Linear regression for time series

Question:

I am pretty new to Machine Learning and have some confusion, so sorry for trivial question.
I have time series data set, very simple with two columns – Date and Price. I’m predicting the price and want to add some features to my model like moving average for last 10 days. If I split dataset learn:validation 80:20. For the first 80 days I can calculate moving avergage. What about my validation set? Should I use predicted value as input for moving average? Are there ready implementation for such a solution? I’m using python scikit-learn library.

Asked By: mlnoob

||

Answers:

interesting question. It seems like you are creating an autoregressive model, i.e. a model that predicts future values based on previous predictions. As such, you are right in concluding that in the validation set you will need to compute the previous ten-day moving average on the prediction. As far as I know, there is no built-in functionality to do this. It should however not be too difficult to implement. Maybe something like this would work.

s = list(range(80))
predictions = []
for i in range(20):
    ten_day = sum(s[-10:])/10
    pred = predict(ten_day)
    predictions.append(pred)
    s.append(pred)

But I advise you to Google autoregressive models to get some more insight. Also you could have a look at https://stats.stackexchange.com/a/346918 to get some info on how to split the data.

Answered By: Jozef

Ok, here is a solution using 250 data points of GOOG stock Close historical data. I have explained the code with comments. Please feel free to ask if there is something vague in there. As you can see, I use pandas and within that library is a convenience function "rolling" that computes, among other things, rolling means. I split the data set by hand, but it can also be done by e.g. sklearn.model_selection.train_test_split

import pandas as pd
from sklearn.linear_model import LinearRegression
import numpy as np

# Read data from file
df = pd.read_csv("GOOG.csv")

# Calculate 10 day rolling mean and drop first 10 rows because we cannot calculate rolling mean for them
# shift moves the averages one step ahead so day 10 gets moving average of days 0-9, etc...
df["Rolling_10d_close"] = df['Close'].rolling(10).mean().shift(1)
df = df.dropna()

# Split data into training and validation sets
training_last_row = int(len(df) * 0.8)
training_data = df.iloc[:training_last_row]
validation_data = df.iloc[training_last_row:]
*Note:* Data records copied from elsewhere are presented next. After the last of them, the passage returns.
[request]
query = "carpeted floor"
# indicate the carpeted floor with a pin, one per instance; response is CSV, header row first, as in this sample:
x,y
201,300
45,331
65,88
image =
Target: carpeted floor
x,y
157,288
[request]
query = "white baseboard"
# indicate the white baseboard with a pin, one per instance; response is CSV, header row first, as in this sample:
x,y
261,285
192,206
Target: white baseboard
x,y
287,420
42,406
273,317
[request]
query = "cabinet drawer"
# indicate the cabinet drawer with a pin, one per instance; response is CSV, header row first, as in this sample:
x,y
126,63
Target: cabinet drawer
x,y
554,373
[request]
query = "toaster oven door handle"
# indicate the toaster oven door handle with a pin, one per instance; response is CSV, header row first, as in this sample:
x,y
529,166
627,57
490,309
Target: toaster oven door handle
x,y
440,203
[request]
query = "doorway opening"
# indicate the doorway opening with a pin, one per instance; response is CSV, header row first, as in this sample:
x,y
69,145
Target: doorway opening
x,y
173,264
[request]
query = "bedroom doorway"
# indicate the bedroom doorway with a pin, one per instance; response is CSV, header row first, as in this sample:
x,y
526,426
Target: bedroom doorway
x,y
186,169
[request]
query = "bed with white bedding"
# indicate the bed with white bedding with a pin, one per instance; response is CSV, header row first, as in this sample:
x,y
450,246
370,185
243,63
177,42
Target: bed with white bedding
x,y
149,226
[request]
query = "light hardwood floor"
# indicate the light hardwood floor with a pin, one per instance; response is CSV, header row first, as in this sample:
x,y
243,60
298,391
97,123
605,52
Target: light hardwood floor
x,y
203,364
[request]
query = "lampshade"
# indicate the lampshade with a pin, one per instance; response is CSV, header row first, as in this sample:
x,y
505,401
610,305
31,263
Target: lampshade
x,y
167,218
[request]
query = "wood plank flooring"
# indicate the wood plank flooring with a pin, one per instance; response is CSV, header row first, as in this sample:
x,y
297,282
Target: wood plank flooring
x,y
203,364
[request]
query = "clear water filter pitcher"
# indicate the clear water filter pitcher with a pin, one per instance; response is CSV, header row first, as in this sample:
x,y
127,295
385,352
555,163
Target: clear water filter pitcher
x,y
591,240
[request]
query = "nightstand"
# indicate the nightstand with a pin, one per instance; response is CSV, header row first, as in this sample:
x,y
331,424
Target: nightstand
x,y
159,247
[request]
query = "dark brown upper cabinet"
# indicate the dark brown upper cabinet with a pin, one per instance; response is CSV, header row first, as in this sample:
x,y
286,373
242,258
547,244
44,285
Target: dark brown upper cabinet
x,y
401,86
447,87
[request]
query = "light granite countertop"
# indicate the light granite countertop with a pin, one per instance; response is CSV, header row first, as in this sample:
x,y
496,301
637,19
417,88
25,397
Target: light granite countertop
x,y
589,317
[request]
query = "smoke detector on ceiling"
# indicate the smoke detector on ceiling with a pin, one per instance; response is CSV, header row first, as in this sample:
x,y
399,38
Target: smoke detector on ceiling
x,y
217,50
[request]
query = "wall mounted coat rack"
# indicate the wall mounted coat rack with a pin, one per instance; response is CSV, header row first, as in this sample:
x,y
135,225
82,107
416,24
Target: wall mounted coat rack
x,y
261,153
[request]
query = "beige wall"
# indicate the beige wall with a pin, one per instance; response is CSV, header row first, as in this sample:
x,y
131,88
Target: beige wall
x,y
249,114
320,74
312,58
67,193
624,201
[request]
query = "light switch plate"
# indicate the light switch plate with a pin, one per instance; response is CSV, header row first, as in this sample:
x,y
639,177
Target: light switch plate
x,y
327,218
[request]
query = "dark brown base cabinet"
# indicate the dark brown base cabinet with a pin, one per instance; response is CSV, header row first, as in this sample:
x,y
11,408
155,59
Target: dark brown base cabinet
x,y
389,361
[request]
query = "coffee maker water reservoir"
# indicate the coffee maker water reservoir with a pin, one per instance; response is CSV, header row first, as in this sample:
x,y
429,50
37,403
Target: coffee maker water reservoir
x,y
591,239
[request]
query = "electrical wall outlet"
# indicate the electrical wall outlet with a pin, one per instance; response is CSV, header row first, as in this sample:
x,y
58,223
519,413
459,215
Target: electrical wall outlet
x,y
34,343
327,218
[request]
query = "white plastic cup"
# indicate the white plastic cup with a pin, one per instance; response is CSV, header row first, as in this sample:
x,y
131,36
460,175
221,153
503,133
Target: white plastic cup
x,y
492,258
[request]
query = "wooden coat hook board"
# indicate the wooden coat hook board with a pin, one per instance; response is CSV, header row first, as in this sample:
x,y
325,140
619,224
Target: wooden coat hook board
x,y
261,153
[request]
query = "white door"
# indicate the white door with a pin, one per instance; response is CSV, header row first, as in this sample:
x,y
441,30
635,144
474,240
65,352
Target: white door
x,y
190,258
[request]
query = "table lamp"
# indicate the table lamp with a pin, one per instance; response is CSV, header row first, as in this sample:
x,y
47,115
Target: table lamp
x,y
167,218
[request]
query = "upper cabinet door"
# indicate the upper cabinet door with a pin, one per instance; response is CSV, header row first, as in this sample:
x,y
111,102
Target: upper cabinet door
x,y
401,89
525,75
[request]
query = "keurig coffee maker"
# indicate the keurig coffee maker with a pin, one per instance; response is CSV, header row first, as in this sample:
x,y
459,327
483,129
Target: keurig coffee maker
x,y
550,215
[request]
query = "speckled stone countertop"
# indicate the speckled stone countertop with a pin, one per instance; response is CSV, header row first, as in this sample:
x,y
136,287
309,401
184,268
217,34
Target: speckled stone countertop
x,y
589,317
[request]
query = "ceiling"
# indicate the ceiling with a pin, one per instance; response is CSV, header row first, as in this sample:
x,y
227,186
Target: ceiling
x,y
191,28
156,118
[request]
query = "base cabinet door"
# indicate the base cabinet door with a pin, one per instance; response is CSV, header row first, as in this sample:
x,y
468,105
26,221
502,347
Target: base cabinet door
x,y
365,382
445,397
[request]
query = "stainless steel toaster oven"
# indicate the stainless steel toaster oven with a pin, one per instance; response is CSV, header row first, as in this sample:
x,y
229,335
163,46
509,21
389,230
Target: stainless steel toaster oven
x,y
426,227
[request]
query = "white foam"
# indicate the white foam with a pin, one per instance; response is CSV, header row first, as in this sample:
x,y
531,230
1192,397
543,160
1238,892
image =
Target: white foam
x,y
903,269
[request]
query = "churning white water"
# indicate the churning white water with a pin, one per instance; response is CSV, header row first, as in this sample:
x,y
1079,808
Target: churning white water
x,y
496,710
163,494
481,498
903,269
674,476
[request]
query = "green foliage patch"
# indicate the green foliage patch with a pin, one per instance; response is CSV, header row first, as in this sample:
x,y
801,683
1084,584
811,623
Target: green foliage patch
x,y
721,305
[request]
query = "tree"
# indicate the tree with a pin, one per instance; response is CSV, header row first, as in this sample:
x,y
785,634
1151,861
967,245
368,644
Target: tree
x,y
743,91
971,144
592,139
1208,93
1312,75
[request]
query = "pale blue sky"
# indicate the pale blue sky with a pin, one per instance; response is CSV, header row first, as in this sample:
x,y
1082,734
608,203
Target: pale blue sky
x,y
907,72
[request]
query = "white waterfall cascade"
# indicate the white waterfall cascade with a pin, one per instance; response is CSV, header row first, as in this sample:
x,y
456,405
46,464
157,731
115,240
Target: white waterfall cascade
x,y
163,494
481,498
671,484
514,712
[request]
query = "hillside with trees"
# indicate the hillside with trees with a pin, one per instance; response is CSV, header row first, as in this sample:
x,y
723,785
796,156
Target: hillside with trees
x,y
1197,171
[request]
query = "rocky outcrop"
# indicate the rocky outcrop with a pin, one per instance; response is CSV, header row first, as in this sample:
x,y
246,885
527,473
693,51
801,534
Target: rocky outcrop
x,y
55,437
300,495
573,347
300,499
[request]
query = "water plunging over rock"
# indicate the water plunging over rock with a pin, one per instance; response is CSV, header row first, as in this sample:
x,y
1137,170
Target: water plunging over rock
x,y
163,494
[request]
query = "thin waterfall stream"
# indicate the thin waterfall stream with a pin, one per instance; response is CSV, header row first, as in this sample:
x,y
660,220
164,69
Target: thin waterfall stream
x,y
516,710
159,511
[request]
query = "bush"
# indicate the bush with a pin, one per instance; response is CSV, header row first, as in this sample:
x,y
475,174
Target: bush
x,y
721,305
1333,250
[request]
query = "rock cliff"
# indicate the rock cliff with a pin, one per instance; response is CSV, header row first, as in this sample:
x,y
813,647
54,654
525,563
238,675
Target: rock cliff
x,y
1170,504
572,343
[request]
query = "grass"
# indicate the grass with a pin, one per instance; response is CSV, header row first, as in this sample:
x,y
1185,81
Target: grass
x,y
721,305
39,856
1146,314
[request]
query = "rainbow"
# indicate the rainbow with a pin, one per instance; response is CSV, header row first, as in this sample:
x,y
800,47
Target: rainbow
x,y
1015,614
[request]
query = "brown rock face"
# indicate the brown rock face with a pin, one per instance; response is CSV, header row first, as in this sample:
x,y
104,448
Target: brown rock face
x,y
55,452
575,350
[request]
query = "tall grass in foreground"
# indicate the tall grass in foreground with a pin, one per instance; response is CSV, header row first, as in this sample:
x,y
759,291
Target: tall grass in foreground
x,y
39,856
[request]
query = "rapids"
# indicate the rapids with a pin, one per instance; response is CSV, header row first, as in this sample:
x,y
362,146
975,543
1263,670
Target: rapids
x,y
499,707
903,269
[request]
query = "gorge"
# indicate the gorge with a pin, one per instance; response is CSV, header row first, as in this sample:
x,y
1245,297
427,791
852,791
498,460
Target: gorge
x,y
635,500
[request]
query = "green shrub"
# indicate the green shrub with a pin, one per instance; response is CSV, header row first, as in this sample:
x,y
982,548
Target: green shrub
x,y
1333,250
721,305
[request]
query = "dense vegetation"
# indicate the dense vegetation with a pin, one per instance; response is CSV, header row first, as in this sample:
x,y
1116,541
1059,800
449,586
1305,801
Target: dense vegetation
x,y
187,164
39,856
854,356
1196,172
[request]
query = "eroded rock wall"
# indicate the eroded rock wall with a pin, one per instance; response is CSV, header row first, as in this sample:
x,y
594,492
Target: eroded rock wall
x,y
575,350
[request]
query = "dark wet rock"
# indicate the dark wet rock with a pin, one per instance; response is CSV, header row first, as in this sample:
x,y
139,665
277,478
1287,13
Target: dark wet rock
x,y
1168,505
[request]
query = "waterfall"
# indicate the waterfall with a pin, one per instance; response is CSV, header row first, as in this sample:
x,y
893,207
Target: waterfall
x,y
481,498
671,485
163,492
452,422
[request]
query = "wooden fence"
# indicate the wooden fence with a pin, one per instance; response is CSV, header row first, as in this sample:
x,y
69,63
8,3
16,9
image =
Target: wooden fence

# Train model on training set of data
x = training_data["Rolling_10d_close"].to_numpy().reshape(-1, 1)
y = training_data["Close"].to_numpy().reshape(-1, 1)

reg = LinearRegression().fit(x, y)
print(reg.coef_, reg.intercept_)
# prints [[0.95972717]] [4.14010503]

# Test the performance of predictions on the validation data set
x_pred = validation_data["Rolling_10d_close"].to_numpy().reshape(-1, 1)
y_pred = validation_data["Close"].to_numpy().reshape(-1, 1)

print(reg.score(x_pred, y_pred))
# prints 0.02467230502090556
Answered By: kakben